Metadata: Affordances and Constraints
To me, the most productive aspect of the “Standards in the Making” (SITM) approach which we have, collectively, been attempting to elaborate, is its particular alignment of critical and creative practice. In this entry, I would like to try and understand the relationship between SITM’s status as a critical lens on metadata and its emphasis on “making standards” as a part of the new work of digital composition. For my part, this involves returning to and reconsidering what Matt calls “the multiple affordances and constraints in making media.” On this topic, our collective investigation of the Flickr Commons Project reveals a number of thematic intersections that I would like to think through here. In particular, I would like to consider how the actual practice of “standards in the making” takes up the various “constraints” of folksonomic metadata systems as “affordances” themselves—how composing metadata can “afford” an engagement and an intervention into “constraints,” variously understood as emerging from a variety of overlapping contexts. Conversely, I would like to argue that the limits imposed upon the production of metadata are themselves generative constraints that facilitate (as well as restrict) the way that metadata itself operates as a compositional practice. At the intersection of our individual analyses, a fuller and more complex understanding of the “situation” of metadata and, consequently, an opportunity for “new work” in digital composition, begins to emerge.
Constraints: The Situation of Metadata
One such intersection concerns the ultimate “predictability” of the user contributions to the Commons project. Our collective investigation of this archive inevitably ran up against questions regarding the predictable nature of the “standards” that emerge within the archive as a consequence of user generated tags and comments, and a good deal of our analysis was expended attempting to suggest which types of “constraints” were responsible for this standardization. Even metadata that emerges from folksonomic tagging systems, as it turns out, is not so distributed, decentralized, or thoroughly individualized that it cannot be understood as being subject to various forms of ideological and structural “constraint.” While this seems to be a point of consensus across our responses to the LoC archive, it is worthwhile to take stock of the variety of contexts that can be said to “constrain” the production of metadata, and consequently the production of the archive itself. In terms of “standards in the making” as a practice of composing in new media, these contexts themselves constitute an important part of what Jamie calls “the rhetorical situation of metadata” which is essential to understanding its status as a discursive space where “arguments are mobilized through the metadata itself.”
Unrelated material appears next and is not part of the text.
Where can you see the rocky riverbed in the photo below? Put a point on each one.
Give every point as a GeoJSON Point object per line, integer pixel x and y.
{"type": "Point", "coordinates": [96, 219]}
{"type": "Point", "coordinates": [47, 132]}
I would like to imagine these different contexts as overlapping sites of power/knowledge, which quietly and surreptitiously standardize, if not the specific content of the metadata itself, then the limits and possibilities for categorization and labeling. Jentery’s assessment of the Springer report, for instance, suggests that around 45% of user tagging is “redundant” and derivative of Library of Congress’ own record categories—suggesting, at the very least, that these users are somehow invested in reproducing official institutional practice and vocabulary. Matt, in a different vein, worries that “the coding of these annotations in the LoC Flickr Commons have become too crystallized, too stabilized, too group-think” in the way that the very “possibility for annotations have been prefigured into bins for tags, notes, and comments.” By standardizing the available “forms of documentation,” Flickr’s user interface is therefore able to centralize standards for “how those tags, notes, and comments should be appropriately composed.” Another site of constraint then is located at the level of the software infrastructure, where the centralized organization of user contributions has already structured the “uses” that those contributions can be put to. But yet another site of constraint might be located in the intersection of social tagging practices and larger social knowledge projects. My own analysis was dedicated to illustrating how the construction of so-called descriptive metadata around racial identity is actually caught up in (and, to a certain extent, determined by) the contradictions and questions of race that circulate generally in our contemporary moment. Through this analysis, I attempted to suggest that another site of constraint for the production of social metadata is in the terminological complexities and representational logics that make up our contemporary social formation.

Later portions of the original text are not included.